CRH makes about 60% of its profits in the US and is the third largest producer of construction aggregrates there. Its shares hit a nine-year high on the back of the election, but analysts and management have played down the significance.
In its latest trading update, CRH yesterday said that overall sales were up by 22% year-on-year, to €20.4bn, in the first nine months of 2016 — adding that annual earnings should rise by around 35% and net debt should be under €6bn by year’s end and less than twice earnings.
However, while still ahead, US sales growth slowed to 1% in the third quarter having been in double-digit percentage territory in the first half.
Management told analysts that it was well-placed to make further acquisitions with an available warchest of between €1.5bn and €2bn to play with.
And it had a healthy pipeline of deal opportunities, but played down the US election result in favour of giving the thumbs up to 22 US states approving additional infrastructure funding.

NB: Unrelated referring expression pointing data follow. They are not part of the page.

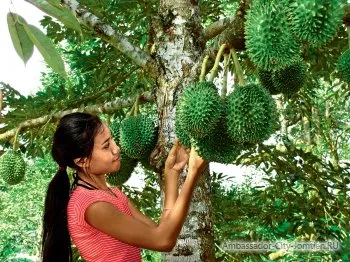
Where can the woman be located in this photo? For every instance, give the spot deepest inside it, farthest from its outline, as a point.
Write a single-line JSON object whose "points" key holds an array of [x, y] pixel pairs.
{"points": [[102, 222]]}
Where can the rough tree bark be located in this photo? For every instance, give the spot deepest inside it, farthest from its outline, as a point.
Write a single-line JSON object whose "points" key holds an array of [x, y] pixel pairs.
{"points": [[180, 45]]}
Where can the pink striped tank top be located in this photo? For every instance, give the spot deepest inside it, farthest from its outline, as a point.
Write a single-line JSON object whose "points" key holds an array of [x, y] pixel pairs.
{"points": [[93, 245]]}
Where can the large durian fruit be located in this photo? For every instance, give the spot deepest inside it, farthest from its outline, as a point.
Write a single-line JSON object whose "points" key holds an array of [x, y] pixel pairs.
{"points": [[269, 39], [315, 21], [197, 111], [12, 167], [218, 146], [115, 130], [343, 66], [137, 136], [127, 166], [251, 114]]}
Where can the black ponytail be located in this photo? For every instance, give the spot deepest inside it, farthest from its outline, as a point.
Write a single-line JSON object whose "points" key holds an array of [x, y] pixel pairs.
{"points": [[56, 244], [74, 138]]}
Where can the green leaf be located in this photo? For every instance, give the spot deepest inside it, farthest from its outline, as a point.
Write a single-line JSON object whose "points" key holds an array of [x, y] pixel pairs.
{"points": [[61, 13], [47, 49], [22, 43]]}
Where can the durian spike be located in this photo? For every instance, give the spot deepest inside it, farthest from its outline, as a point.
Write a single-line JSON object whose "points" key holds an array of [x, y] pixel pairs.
{"points": [[215, 68], [15, 140], [204, 68], [238, 68], [224, 79]]}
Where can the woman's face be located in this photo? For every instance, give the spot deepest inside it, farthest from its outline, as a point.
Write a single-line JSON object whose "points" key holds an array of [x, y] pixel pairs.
{"points": [[105, 156]]}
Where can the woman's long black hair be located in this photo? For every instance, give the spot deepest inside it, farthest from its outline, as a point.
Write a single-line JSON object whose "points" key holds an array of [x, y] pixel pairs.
{"points": [[74, 138]]}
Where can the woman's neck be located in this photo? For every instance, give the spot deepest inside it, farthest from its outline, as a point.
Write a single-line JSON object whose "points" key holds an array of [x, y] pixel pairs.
{"points": [[97, 181]]}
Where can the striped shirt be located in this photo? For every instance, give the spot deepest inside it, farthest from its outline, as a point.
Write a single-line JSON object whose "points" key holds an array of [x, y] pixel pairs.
{"points": [[94, 245]]}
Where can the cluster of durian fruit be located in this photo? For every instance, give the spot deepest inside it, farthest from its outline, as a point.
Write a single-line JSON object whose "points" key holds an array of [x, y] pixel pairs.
{"points": [[221, 127], [137, 136], [275, 31], [12, 167]]}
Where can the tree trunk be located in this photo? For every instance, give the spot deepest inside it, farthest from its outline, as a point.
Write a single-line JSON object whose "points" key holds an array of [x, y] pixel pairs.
{"points": [[179, 42]]}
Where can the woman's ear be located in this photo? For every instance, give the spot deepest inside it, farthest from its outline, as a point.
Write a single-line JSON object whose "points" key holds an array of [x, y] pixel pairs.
{"points": [[81, 162]]}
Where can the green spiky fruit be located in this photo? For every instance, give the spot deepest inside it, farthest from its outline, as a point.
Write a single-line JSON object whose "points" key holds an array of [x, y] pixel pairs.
{"points": [[218, 146], [269, 40], [115, 130], [343, 66], [290, 79], [12, 167], [137, 136], [198, 109], [265, 79], [315, 21], [251, 114], [127, 167]]}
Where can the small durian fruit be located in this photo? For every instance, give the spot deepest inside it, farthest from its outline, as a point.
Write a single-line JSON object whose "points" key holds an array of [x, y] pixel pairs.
{"points": [[198, 109], [137, 136], [251, 114], [343, 66], [218, 146], [124, 173], [315, 21], [269, 39], [265, 79], [12, 167], [115, 130], [290, 79]]}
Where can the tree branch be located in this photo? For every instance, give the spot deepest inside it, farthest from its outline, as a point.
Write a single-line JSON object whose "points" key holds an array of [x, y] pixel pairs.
{"points": [[94, 109], [106, 32], [217, 27]]}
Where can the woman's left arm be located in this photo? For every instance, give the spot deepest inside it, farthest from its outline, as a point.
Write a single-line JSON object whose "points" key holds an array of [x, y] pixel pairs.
{"points": [[139, 216]]}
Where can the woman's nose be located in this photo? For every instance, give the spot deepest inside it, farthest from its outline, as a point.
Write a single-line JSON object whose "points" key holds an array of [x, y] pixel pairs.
{"points": [[116, 149]]}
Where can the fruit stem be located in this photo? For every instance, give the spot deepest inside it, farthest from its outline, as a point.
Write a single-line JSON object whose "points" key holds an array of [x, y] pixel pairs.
{"points": [[215, 68], [238, 68], [136, 109], [15, 141], [204, 67], [348, 29], [224, 79]]}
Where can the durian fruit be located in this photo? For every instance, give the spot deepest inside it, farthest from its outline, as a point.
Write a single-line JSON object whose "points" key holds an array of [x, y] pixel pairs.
{"points": [[127, 167], [343, 66], [198, 109], [315, 21], [265, 79], [251, 114], [115, 130], [218, 146], [137, 136], [269, 40], [290, 79], [12, 167]]}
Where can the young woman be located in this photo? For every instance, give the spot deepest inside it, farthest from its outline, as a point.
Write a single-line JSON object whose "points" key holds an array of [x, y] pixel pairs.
{"points": [[102, 222]]}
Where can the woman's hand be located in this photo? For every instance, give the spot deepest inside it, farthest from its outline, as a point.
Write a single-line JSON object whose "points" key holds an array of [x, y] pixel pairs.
{"points": [[177, 158]]}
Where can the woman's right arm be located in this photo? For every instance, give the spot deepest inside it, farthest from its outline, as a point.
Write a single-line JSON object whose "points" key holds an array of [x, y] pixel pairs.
{"points": [[106, 218]]}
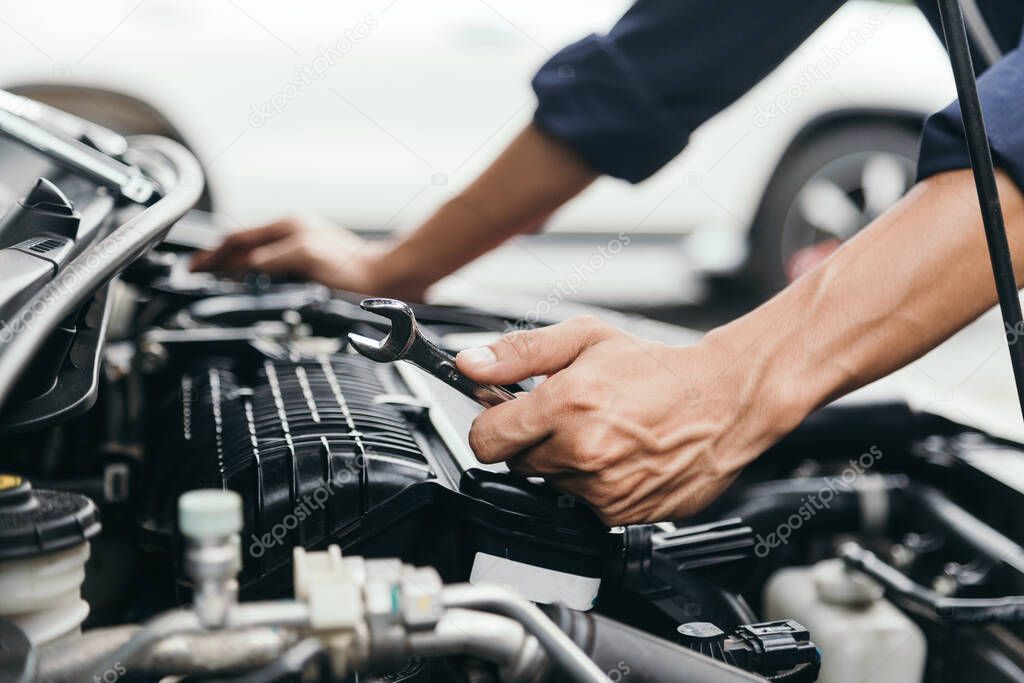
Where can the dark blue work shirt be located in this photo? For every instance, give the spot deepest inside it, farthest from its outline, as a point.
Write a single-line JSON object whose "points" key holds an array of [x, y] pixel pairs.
{"points": [[627, 101]]}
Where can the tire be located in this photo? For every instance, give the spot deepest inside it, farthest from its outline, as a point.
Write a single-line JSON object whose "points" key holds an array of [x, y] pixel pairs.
{"points": [[802, 215]]}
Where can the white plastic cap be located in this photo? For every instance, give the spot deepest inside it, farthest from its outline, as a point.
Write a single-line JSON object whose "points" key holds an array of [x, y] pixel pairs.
{"points": [[209, 513]]}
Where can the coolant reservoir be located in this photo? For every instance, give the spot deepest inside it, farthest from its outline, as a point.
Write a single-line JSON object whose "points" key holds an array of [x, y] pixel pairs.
{"points": [[863, 638], [43, 550]]}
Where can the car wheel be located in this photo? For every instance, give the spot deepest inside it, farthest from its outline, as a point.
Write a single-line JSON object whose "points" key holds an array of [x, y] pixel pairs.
{"points": [[824, 191]]}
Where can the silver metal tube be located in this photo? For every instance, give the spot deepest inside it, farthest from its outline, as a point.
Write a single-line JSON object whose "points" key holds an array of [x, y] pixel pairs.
{"points": [[216, 651], [282, 614], [485, 636], [70, 659], [96, 264], [559, 646]]}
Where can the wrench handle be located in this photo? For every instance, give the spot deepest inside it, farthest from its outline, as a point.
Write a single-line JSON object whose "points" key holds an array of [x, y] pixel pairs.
{"points": [[441, 365]]}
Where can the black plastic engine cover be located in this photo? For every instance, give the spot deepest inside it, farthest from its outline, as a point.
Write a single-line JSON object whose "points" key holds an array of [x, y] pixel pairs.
{"points": [[321, 456]]}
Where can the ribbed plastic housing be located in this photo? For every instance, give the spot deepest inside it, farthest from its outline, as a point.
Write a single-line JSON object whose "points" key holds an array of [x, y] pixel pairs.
{"points": [[305, 443]]}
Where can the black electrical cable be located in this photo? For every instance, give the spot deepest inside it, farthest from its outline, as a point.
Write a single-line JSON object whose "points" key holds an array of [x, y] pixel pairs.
{"points": [[984, 179], [1009, 609]]}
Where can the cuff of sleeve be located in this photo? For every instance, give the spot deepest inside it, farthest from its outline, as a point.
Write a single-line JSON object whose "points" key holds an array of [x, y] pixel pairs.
{"points": [[943, 144], [589, 97]]}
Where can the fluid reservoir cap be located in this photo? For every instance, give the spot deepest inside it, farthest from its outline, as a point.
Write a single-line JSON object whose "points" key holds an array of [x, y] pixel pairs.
{"points": [[34, 522], [209, 513], [841, 586]]}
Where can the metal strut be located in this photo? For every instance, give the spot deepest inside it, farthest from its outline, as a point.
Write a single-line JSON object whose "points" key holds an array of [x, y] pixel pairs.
{"points": [[984, 180]]}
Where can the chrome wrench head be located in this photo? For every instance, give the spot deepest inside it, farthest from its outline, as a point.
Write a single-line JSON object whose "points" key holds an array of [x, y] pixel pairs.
{"points": [[397, 341]]}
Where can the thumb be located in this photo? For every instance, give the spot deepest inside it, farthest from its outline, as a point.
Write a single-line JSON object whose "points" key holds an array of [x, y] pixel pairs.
{"points": [[529, 352]]}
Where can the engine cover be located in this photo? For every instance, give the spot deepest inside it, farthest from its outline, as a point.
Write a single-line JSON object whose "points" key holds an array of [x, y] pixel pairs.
{"points": [[334, 447]]}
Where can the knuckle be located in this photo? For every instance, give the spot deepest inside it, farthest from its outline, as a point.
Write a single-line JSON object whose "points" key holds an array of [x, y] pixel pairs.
{"points": [[522, 344], [480, 440], [589, 326]]}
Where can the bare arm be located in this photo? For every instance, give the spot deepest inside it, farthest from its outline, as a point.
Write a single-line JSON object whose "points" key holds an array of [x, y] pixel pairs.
{"points": [[647, 432], [534, 176]]}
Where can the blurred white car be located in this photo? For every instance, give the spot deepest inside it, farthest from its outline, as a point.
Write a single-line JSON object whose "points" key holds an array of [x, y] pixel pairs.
{"points": [[372, 113]]}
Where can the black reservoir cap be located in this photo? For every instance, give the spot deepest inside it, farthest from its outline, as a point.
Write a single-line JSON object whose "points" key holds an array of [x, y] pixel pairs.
{"points": [[34, 522]]}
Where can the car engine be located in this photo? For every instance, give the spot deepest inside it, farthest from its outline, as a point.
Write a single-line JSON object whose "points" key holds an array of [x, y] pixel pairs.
{"points": [[201, 481]]}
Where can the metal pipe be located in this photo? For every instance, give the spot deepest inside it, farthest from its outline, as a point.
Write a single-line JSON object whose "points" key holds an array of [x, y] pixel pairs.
{"points": [[70, 659], [282, 614], [984, 180], [560, 647], [98, 263], [485, 636]]}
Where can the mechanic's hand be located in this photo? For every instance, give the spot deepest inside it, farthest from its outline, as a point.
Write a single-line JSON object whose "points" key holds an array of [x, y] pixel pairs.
{"points": [[309, 248], [641, 431]]}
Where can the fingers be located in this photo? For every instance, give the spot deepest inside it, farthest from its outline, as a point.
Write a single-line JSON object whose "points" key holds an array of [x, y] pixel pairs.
{"points": [[236, 246], [508, 428], [530, 352]]}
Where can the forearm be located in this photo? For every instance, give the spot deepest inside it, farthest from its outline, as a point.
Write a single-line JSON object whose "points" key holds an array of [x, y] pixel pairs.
{"points": [[531, 178], [906, 283]]}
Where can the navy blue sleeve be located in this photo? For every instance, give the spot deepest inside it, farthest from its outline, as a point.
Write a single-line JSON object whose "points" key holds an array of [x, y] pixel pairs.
{"points": [[943, 146], [627, 101]]}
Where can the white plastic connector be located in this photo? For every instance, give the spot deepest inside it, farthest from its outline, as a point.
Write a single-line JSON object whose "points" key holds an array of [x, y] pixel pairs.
{"points": [[210, 513]]}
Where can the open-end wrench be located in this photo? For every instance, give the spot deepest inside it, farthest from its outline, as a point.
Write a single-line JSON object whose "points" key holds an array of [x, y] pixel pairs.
{"points": [[404, 342]]}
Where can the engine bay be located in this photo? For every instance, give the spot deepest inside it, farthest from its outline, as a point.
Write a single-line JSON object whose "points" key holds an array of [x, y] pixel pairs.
{"points": [[201, 480]]}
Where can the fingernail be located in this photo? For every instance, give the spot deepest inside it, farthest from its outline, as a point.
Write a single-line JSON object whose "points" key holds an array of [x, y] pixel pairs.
{"points": [[479, 356]]}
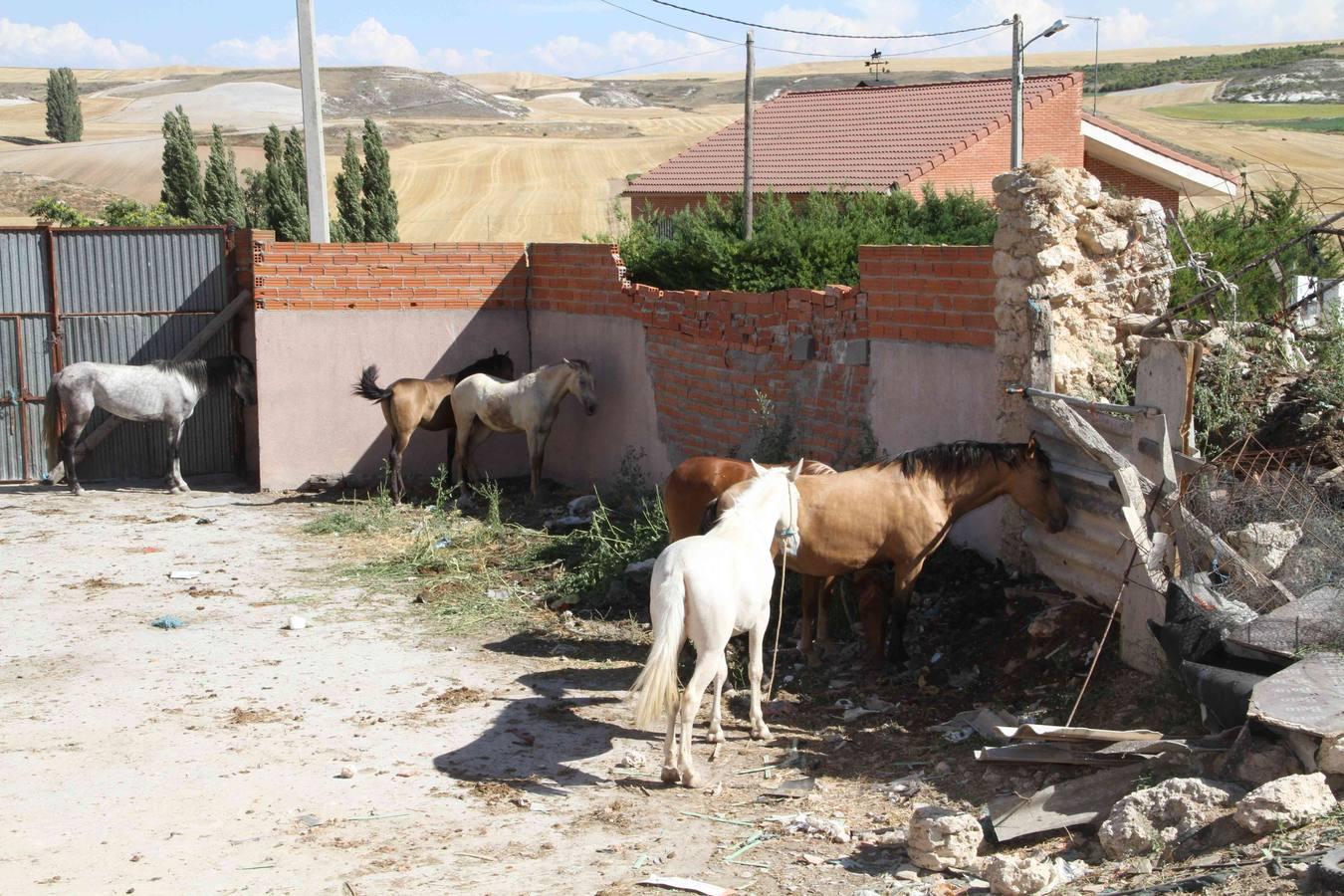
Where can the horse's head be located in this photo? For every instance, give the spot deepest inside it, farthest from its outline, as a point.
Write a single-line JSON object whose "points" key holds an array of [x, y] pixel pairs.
{"points": [[786, 527], [499, 365], [580, 384], [244, 377], [1031, 484]]}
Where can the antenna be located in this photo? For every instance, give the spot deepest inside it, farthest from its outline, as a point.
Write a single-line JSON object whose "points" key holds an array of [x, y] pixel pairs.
{"points": [[876, 66]]}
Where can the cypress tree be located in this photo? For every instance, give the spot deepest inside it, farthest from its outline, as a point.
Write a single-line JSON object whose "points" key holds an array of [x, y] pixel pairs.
{"points": [[65, 119], [285, 211], [222, 196], [296, 165], [379, 199], [348, 226], [181, 192]]}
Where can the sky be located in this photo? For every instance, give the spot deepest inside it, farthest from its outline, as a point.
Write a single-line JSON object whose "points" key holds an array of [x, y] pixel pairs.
{"points": [[594, 37]]}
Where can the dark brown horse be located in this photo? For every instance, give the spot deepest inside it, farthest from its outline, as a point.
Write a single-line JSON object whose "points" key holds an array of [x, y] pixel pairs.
{"points": [[410, 404], [687, 497], [901, 511]]}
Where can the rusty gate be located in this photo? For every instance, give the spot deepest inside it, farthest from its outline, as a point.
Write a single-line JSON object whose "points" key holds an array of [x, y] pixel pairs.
{"points": [[122, 296]]}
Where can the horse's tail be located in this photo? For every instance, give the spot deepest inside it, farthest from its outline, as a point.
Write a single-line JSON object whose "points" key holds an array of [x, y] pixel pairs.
{"points": [[367, 385], [53, 421], [656, 689]]}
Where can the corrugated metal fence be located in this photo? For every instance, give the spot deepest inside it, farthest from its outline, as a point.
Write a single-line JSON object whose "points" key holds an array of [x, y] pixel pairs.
{"points": [[115, 296]]}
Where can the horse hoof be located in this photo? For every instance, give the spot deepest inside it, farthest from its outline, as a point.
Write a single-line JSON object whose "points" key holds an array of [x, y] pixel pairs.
{"points": [[692, 778]]}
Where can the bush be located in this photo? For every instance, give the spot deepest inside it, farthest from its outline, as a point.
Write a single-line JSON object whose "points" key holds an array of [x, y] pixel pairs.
{"points": [[810, 245], [1238, 234]]}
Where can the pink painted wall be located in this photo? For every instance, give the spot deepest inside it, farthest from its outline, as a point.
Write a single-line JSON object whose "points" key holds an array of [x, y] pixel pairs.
{"points": [[308, 422]]}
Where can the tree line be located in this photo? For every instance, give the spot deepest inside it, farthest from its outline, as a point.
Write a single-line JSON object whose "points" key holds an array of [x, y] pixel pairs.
{"points": [[275, 198]]}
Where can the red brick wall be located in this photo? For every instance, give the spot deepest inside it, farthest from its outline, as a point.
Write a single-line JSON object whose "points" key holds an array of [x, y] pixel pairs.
{"points": [[930, 293], [371, 276], [1129, 183], [709, 352]]}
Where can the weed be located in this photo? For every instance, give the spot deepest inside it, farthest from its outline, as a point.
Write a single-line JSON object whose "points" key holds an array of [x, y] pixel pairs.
{"points": [[775, 433]]}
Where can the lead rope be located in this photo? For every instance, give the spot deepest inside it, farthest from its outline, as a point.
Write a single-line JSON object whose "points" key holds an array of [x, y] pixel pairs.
{"points": [[784, 567]]}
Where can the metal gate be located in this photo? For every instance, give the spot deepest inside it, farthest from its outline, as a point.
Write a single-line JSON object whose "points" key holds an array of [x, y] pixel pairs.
{"points": [[121, 296]]}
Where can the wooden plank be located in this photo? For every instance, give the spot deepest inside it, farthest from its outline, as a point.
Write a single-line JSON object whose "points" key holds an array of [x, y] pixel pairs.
{"points": [[1070, 803], [187, 350]]}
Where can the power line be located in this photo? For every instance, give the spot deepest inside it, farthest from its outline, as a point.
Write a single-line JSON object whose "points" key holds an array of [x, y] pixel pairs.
{"points": [[825, 34]]}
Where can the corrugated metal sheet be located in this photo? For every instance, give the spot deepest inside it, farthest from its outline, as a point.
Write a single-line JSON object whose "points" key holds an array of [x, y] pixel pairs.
{"points": [[1090, 558], [141, 270], [23, 272], [11, 407], [140, 449]]}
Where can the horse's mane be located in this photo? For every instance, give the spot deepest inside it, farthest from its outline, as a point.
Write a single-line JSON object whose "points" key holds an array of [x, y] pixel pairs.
{"points": [[753, 485], [955, 458], [195, 371]]}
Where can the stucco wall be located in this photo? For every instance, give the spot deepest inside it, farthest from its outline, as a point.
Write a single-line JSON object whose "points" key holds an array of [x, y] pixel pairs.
{"points": [[307, 361], [924, 394]]}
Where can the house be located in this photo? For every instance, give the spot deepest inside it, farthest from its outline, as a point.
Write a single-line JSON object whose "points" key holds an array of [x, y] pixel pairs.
{"points": [[952, 134]]}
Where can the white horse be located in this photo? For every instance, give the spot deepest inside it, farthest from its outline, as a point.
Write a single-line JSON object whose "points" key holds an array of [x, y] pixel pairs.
{"points": [[164, 391], [710, 587], [484, 404]]}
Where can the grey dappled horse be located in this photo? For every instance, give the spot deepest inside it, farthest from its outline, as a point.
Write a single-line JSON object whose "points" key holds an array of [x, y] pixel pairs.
{"points": [[165, 391]]}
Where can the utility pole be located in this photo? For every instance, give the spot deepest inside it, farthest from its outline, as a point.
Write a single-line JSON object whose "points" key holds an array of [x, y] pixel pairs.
{"points": [[1095, 20], [1017, 47], [746, 145], [1014, 154], [319, 222]]}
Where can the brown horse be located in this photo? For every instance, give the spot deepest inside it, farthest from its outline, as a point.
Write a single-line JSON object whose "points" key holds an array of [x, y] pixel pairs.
{"points": [[410, 404], [687, 499], [901, 511]]}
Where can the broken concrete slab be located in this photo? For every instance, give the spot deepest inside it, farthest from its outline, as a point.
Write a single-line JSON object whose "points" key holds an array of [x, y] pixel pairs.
{"points": [[1070, 803], [1306, 697], [1285, 803], [1153, 818]]}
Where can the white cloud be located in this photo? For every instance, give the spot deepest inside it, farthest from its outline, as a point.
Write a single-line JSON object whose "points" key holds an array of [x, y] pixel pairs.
{"points": [[68, 45], [368, 43]]}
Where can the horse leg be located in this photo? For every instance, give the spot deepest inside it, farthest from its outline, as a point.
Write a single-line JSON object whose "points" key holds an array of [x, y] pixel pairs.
{"points": [[810, 584], [706, 666], [396, 456], [756, 669], [899, 610], [824, 645], [175, 483], [76, 419], [669, 772], [715, 734]]}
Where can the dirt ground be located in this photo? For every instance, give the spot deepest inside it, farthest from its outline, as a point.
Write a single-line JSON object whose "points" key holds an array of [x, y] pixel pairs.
{"points": [[368, 753]]}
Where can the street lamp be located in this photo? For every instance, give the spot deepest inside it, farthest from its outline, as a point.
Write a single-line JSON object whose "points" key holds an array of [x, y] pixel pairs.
{"points": [[1017, 47]]}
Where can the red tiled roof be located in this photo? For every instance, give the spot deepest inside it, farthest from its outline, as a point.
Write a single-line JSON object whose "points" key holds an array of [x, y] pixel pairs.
{"points": [[1106, 123], [856, 138]]}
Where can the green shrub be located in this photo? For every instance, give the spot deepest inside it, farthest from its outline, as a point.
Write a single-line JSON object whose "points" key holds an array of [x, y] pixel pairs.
{"points": [[808, 245], [1238, 234]]}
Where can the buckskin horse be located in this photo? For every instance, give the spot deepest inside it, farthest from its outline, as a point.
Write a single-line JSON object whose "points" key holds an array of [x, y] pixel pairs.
{"points": [[707, 588], [410, 404], [164, 391], [486, 404], [687, 499], [901, 511]]}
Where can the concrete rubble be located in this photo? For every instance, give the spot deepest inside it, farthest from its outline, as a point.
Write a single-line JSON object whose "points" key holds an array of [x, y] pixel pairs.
{"points": [[1266, 545], [940, 838], [1151, 819], [1285, 803]]}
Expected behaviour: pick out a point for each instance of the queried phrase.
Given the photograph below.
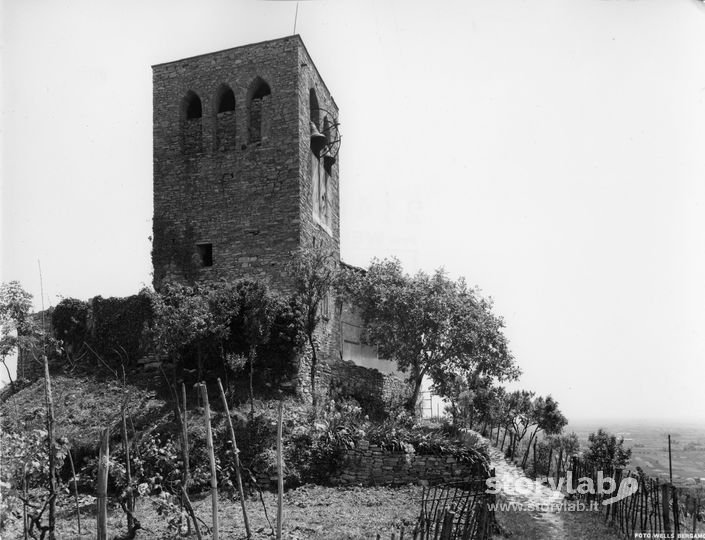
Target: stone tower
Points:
(239, 181)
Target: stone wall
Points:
(368, 464)
(246, 201)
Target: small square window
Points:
(205, 254)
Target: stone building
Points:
(245, 146)
(246, 172)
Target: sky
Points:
(550, 152)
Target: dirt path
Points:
(536, 514)
(532, 501)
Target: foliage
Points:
(546, 417)
(70, 322)
(430, 325)
(606, 452)
(27, 453)
(119, 325)
(519, 408)
(183, 317)
(314, 272)
(20, 332)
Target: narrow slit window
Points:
(259, 112)
(194, 110)
(205, 254)
(227, 101)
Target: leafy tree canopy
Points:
(430, 325)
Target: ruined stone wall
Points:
(368, 464)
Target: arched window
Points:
(258, 110)
(191, 131)
(313, 110)
(226, 99)
(225, 118)
(194, 110)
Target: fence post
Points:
(103, 466)
(211, 455)
(676, 516)
(447, 530)
(236, 453)
(666, 512)
(280, 473)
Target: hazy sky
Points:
(551, 152)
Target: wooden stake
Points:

“It remains to be seen whether the legitimacy of Trump’s promises will result in a significant increase in infrastructure spending in the US. Thus, we remain cautious on CRH given the 14% share price increase it has had since the US election and the relatively high- valuation multiples that the company trades on,” said Dylan Simmonds, equity analyst with Merrion Stockbrokers.
However, he said “There has been a notable normalisation in demand in the US after a very strong first half of the year, but the structural growth story remains intact and has only been enhanced by the US election result.” CRH shares were up 1.75% in Dublin yesterday.